Du tatouage à la vidéo, de la carte postale à l'installation in situ, l'art de Douglas Gordon est essentiellement polymorphe. L'artiste lui-même n'a d'identité qu'instable comme le révèle un court essai biographique de 1998, rédigé par un obscur ami anonyme (peut-être l'artiste lui-même ?). Ces souvenirs, qui participent déjà à son œuvre, sont aussi précis qu'extravagants. Douglas Gordon est né en septembre 1966 à Glasgow, au terme d'un accouchement, lit-on, qui dura environ vingt-quatre heures, sa mère mourant en couches avant de revenir à la vie. Le récit de son enfance mêle l'errance spirituelle à la violence urbaine des faubourgs de Glasgow à la fin des années 1970. Adolescent, ses ambitions artistiques lui valent de découvrir rapidement Duchamp et Warhol. Après un passage à la Slade School of Art de Londres entre 1988 et 1990, Gordon vit à Hanovre puis à Berlin. Depuis lors, l'artiste se complaît, semble-t-il, dans une existence nomade dont il est difficile de suivre la trace. Et l'auteur dépité de cette biographie la conclut ainsi : « Je ne sais plus que croire. » Cette incertitude finale, tel le dénouement des romans ou des films noirs qu'affectionne Gordon, n'est que l'amorce du sentiment de panique grandissante que propage son art.

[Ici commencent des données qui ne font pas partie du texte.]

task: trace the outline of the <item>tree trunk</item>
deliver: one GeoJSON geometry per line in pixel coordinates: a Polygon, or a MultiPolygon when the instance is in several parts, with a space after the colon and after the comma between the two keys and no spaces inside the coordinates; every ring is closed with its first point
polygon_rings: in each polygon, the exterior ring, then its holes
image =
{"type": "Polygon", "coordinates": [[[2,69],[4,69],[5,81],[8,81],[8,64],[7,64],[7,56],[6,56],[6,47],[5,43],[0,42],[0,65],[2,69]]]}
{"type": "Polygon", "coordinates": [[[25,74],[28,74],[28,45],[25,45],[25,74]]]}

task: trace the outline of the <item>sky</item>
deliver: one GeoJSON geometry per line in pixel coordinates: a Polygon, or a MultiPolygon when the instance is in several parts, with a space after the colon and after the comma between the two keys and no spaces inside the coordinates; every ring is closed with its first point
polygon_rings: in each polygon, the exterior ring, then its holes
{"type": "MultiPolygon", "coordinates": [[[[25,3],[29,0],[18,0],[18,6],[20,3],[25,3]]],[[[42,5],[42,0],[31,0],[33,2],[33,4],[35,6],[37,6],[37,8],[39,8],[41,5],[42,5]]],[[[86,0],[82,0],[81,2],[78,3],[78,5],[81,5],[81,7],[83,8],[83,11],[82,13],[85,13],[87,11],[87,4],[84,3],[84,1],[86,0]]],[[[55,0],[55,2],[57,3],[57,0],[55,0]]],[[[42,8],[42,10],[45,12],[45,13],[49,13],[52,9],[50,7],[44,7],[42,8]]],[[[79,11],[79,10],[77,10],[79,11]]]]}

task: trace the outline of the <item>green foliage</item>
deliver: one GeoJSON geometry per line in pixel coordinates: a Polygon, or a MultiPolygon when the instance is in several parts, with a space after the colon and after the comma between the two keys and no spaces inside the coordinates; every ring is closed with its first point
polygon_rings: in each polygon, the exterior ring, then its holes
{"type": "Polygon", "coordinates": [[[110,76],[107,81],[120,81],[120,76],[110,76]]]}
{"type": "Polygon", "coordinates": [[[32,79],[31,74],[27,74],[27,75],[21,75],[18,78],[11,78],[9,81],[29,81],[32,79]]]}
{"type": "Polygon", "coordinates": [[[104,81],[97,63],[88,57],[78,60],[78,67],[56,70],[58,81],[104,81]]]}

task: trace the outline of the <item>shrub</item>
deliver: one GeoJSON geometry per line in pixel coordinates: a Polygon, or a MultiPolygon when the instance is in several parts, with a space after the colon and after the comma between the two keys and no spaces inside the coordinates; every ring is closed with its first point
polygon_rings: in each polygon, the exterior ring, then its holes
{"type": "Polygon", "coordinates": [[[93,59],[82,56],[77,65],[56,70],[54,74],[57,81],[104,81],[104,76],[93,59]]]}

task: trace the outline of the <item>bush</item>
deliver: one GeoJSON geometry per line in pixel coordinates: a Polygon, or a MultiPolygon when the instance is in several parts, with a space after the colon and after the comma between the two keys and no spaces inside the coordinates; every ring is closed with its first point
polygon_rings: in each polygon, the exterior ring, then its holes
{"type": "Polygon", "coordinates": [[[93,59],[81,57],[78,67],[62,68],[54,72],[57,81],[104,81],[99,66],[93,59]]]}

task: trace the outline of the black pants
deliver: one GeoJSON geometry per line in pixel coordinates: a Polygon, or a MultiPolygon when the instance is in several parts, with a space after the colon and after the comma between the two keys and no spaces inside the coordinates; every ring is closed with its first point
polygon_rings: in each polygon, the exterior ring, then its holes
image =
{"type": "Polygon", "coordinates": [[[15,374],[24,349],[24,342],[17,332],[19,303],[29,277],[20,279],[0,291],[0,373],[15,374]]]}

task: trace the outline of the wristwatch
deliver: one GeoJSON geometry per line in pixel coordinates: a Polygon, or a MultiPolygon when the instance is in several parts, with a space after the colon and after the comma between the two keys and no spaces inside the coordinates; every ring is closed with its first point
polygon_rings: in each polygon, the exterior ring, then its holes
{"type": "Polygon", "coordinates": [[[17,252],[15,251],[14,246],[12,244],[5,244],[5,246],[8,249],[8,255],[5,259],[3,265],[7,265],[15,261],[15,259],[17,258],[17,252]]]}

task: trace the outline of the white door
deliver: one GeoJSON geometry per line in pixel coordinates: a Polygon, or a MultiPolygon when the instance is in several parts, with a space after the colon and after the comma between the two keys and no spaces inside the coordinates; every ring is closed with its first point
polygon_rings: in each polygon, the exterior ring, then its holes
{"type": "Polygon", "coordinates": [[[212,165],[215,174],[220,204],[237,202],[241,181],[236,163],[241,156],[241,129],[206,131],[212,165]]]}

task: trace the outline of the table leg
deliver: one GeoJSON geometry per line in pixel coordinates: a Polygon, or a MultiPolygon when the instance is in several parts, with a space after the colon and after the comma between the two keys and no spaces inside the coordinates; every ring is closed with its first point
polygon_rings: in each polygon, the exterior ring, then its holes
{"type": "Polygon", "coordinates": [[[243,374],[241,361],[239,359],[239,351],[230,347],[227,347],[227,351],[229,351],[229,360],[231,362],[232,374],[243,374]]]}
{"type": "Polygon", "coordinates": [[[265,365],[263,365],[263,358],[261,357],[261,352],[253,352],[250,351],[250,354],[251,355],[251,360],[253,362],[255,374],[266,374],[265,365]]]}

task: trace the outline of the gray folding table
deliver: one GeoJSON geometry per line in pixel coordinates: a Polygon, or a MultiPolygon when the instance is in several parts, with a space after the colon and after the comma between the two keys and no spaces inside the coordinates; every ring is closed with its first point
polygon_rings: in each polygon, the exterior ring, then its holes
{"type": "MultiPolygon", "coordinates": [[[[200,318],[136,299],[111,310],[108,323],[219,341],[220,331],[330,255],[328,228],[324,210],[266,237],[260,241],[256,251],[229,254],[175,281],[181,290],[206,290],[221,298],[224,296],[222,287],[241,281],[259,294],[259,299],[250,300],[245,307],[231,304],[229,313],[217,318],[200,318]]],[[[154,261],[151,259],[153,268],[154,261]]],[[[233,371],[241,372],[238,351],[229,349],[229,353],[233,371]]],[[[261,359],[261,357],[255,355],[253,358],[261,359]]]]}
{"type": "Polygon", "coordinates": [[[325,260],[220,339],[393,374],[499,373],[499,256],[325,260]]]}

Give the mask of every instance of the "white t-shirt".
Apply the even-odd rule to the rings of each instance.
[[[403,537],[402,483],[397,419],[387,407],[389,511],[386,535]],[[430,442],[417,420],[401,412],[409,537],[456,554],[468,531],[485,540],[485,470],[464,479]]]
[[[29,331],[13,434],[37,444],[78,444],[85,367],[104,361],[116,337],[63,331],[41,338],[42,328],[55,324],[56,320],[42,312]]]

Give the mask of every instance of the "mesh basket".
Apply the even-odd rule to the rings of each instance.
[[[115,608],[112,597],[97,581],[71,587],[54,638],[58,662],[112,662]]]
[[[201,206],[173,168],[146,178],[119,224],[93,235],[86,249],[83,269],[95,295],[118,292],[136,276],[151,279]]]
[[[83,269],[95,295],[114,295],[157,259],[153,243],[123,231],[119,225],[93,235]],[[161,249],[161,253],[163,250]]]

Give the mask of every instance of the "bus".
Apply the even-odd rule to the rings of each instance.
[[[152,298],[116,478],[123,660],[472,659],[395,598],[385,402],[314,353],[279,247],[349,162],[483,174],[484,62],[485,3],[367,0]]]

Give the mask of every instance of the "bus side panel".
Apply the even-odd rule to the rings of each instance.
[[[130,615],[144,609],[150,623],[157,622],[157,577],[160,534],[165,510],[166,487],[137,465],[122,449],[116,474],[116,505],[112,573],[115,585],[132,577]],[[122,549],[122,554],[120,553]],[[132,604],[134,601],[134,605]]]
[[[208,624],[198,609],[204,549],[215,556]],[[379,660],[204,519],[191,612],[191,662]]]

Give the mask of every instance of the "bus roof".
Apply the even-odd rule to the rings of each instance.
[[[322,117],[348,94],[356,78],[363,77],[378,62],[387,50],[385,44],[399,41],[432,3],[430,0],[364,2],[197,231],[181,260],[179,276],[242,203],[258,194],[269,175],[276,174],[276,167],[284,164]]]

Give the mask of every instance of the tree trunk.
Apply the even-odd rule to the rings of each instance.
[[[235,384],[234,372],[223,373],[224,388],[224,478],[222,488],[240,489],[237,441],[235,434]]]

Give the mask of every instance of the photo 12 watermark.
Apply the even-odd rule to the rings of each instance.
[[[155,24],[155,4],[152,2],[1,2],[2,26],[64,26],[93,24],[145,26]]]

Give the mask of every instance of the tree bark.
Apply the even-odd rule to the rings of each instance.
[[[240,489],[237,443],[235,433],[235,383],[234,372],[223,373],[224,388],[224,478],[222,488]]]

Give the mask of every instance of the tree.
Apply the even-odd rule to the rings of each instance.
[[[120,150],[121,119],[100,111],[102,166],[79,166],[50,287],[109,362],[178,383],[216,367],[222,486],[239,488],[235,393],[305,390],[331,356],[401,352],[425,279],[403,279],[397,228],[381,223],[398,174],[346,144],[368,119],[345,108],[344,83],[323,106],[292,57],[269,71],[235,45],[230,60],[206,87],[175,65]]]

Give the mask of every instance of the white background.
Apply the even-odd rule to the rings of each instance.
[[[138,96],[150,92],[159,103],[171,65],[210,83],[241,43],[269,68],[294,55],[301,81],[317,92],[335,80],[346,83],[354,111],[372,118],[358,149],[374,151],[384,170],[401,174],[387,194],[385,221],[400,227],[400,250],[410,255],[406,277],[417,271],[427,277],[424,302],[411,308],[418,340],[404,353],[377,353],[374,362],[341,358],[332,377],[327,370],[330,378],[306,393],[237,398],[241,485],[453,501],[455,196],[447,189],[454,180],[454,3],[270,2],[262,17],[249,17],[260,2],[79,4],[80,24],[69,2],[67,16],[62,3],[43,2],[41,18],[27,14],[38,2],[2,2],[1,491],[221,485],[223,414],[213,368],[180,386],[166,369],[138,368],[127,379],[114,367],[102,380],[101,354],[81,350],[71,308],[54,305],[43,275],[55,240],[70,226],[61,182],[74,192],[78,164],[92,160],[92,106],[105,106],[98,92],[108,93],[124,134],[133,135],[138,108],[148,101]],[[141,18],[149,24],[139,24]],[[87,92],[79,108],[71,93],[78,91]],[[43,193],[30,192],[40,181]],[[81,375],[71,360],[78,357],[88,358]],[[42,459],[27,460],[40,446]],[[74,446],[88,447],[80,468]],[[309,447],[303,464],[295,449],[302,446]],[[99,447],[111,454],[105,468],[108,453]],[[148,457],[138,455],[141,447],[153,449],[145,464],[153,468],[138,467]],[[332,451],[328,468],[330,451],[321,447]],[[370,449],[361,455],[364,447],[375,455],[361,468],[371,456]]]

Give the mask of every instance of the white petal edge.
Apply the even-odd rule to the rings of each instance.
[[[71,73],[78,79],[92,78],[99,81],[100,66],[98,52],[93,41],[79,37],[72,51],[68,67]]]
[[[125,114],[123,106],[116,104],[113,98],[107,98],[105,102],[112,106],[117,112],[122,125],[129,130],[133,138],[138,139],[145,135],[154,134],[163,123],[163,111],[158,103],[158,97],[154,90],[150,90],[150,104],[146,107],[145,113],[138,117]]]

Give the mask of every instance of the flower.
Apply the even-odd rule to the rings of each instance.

L'une des premières œuvres marquantes de Gordon est, en 1993, la projection hypnotique du film d'Alfred Hitchcock Psychose, étendue à vingt-quatre heures. Au-delà de l'étrangeté produite par le quasi-statisme de l'image ralentie, cette double manipulation technique et psychologique enchaîne le spectateur à un temps dilaté où le suspens ne débouche plus sur rien. Connu pour ses détournements du médium cinématographique, Gordon donne souvent le sentiment qu'une réalité décalée gît au cœur de la fiction.

En référence explicite aux aventures d'Alice de Lewis Carroll, Through a Looking Glass (À travers un miroir, 1999) manipule encore un court extrait de Taxi Driver de Martin Scorsese, où un psychopathe, joué par Robert De Niro, menace son propre refle […]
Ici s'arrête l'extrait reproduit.